Há sempre um défice de informação que perturba o nosso conhecimento da realidade em que vivemos, em que somos.

Vem isto também a propósito de dois artigos que acabam de ser publicados na revista Nature.

Num dos artigos (aqui), um grupo de investigadores internacionais, liderados pelo geneticista DeNicola, publicam os resultados experimentais que indicam uma reduzida, ou mesmo inexistente, influência positiva de antioxidantes (como vitaminas C e E, polifenóis, etc.) na luta contra a proliferação de células cancerosas! Ou seja, pelo menos no caso estudado, a presença de substâncias com acção antioxidante não inibe, ou “trava”, o desenvolvimento canceroso.

Este estudo vem “abalar” uma ideia, mais ou menos generalizada, de que uma dieta rica em substâncias antioxidantes é preventiva ou, pelo menos, pode retardar, o desenvolvimento de tumores e cancros.

Os resultados obtidos por estes investigadores indicam que as células dos tumores possuem mecanismos próprios para “se livrarem” das destrutivas espécies reactivas de oxigénio. Assim, e de certa forma, tanto faz se o indivíduo que alberga o cancro tomou e toma suplementos vitamínicos e antioxidantes para o evitar. Pelo contrário, a presença em excesso de antioxidantes e vitaminas até pode potenciar outras doenças no organismo já debilitado.

A outra notícia que vem no mesmo barco (a revista Nature) é um artigo que apresenta um “D(i)lema”. A palavra resume quase tudo: há uma grande controvérsia na comunidade científica sobre os benefícios efectivos para a saúde da toma de suplementos de vitamina D. Será que não é suficiente a exposição, moderada, à luz solar, para permitir ao organismo sintetizar a quantidade que precisa, a qual varia de indivíduo para indivíduo?

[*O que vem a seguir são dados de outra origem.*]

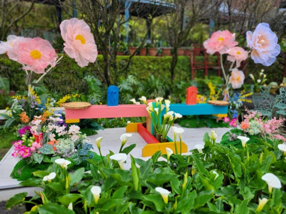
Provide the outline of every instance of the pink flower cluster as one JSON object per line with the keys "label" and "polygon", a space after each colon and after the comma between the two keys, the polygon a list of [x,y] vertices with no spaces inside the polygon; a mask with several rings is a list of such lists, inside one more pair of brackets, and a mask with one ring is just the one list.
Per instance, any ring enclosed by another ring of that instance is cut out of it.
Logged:
{"label": "pink flower cluster", "polygon": [[23,141],[18,141],[13,143],[15,151],[12,154],[12,156],[15,157],[20,156],[23,158],[29,157],[31,155],[31,150],[29,147],[22,145]]}

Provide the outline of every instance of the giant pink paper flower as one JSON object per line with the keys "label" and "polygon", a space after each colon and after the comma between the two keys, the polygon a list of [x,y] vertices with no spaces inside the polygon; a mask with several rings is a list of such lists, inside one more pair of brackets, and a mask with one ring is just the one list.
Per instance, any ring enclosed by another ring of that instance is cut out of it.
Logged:
{"label": "giant pink paper flower", "polygon": [[26,66],[23,68],[43,73],[49,65],[55,66],[58,57],[49,41],[41,38],[25,38],[15,43],[11,51],[8,53],[9,58]]}
{"label": "giant pink paper flower", "polygon": [[253,33],[246,33],[247,47],[252,49],[251,58],[255,63],[269,66],[276,60],[280,53],[280,46],[277,44],[278,38],[267,23],[260,23]]}
{"label": "giant pink paper flower", "polygon": [[63,49],[69,56],[75,59],[82,67],[89,62],[94,63],[97,57],[97,49],[90,29],[84,21],[74,18],[65,20],[59,26],[65,42]]}
{"label": "giant pink paper flower", "polygon": [[13,49],[14,44],[17,42],[22,41],[25,39],[21,36],[14,35],[9,35],[7,37],[7,41],[0,41],[0,54],[7,53]]}
{"label": "giant pink paper flower", "polygon": [[236,67],[240,66],[240,63],[247,58],[248,54],[246,51],[240,47],[233,47],[228,50],[227,52],[229,55],[227,56],[227,60],[231,62],[236,61]]}
{"label": "giant pink paper flower", "polygon": [[229,77],[229,83],[233,89],[239,88],[243,84],[244,74],[241,71],[239,71],[237,68],[234,68],[232,71],[231,75]]}
{"label": "giant pink paper flower", "polygon": [[238,44],[235,40],[235,34],[231,34],[228,31],[219,31],[215,32],[209,39],[204,42],[204,47],[206,52],[213,54],[217,52],[222,54],[227,50]]}

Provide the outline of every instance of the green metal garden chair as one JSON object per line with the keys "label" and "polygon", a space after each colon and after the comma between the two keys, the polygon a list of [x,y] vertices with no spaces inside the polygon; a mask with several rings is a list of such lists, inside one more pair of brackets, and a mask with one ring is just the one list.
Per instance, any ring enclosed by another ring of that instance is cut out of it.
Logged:
{"label": "green metal garden chair", "polygon": [[274,106],[277,101],[278,96],[273,97],[263,93],[253,95],[254,110],[259,111],[264,116],[272,118]]}
{"label": "green metal garden chair", "polygon": [[286,89],[280,88],[279,92],[279,101],[274,106],[278,109],[275,115],[277,115],[278,117],[281,115],[286,117]]}

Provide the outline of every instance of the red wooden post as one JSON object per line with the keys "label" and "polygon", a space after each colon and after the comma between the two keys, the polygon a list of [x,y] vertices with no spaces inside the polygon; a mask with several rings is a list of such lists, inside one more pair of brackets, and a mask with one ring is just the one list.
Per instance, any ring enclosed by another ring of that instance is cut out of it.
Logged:
{"label": "red wooden post", "polygon": [[186,104],[187,105],[195,105],[196,103],[196,95],[198,89],[194,86],[190,86],[186,89],[187,98]]}

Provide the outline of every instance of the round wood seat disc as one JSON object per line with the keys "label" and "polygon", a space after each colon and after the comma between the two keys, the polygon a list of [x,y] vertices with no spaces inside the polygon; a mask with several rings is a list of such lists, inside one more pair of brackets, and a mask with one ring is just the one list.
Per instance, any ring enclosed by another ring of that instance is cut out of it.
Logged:
{"label": "round wood seat disc", "polygon": [[91,106],[91,104],[86,102],[72,102],[63,104],[63,107],[69,109],[84,109]]}
{"label": "round wood seat disc", "polygon": [[214,105],[228,105],[229,102],[222,100],[209,100],[208,103]]}

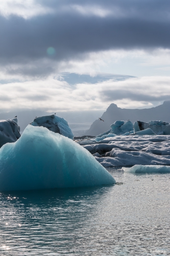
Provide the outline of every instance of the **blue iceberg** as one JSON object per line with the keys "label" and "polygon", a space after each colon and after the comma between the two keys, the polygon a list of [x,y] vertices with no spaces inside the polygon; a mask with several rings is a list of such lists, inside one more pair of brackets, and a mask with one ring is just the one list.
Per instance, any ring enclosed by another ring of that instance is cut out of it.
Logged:
{"label": "blue iceberg", "polygon": [[0,191],[109,185],[112,175],[87,150],[43,127],[28,125],[0,149]]}
{"label": "blue iceberg", "polygon": [[36,117],[30,124],[33,126],[43,126],[50,131],[73,140],[74,135],[66,120],[56,115]]}
{"label": "blue iceberg", "polygon": [[122,167],[122,169],[125,172],[133,172],[133,173],[170,172],[170,166],[161,165],[136,165],[132,167]]}

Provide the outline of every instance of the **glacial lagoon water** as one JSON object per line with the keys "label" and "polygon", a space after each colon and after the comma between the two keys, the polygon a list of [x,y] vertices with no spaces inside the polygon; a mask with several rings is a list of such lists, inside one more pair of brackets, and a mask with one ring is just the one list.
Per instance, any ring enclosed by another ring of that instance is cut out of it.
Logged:
{"label": "glacial lagoon water", "polygon": [[107,169],[117,184],[1,193],[0,255],[170,255],[170,174]]}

Este artigo sobre a vitamina D é muito interessante, ilustra bem a sobreposição de interesses comerciais e de organizações e agências mundiais de saúde pública, e merece ser desenvolvido numa próxima crónica.

Mas não posso, desde já, de transcrever a última frase desse artigo, numa tradução minha e livre: “nos velhos tempos da medicina, acreditávamos nos especialistas. Mas agora precisamos de começar a perguntar pelos dados e resultados em que se baseiam, para dizer o que nos dizem para fazer.” Estamos realmente numa nova época, não só de acesso á informação, mas também de acesso ao conhecimento que baseia a informação.

Precisamos mais de verdade do que de vitaminas.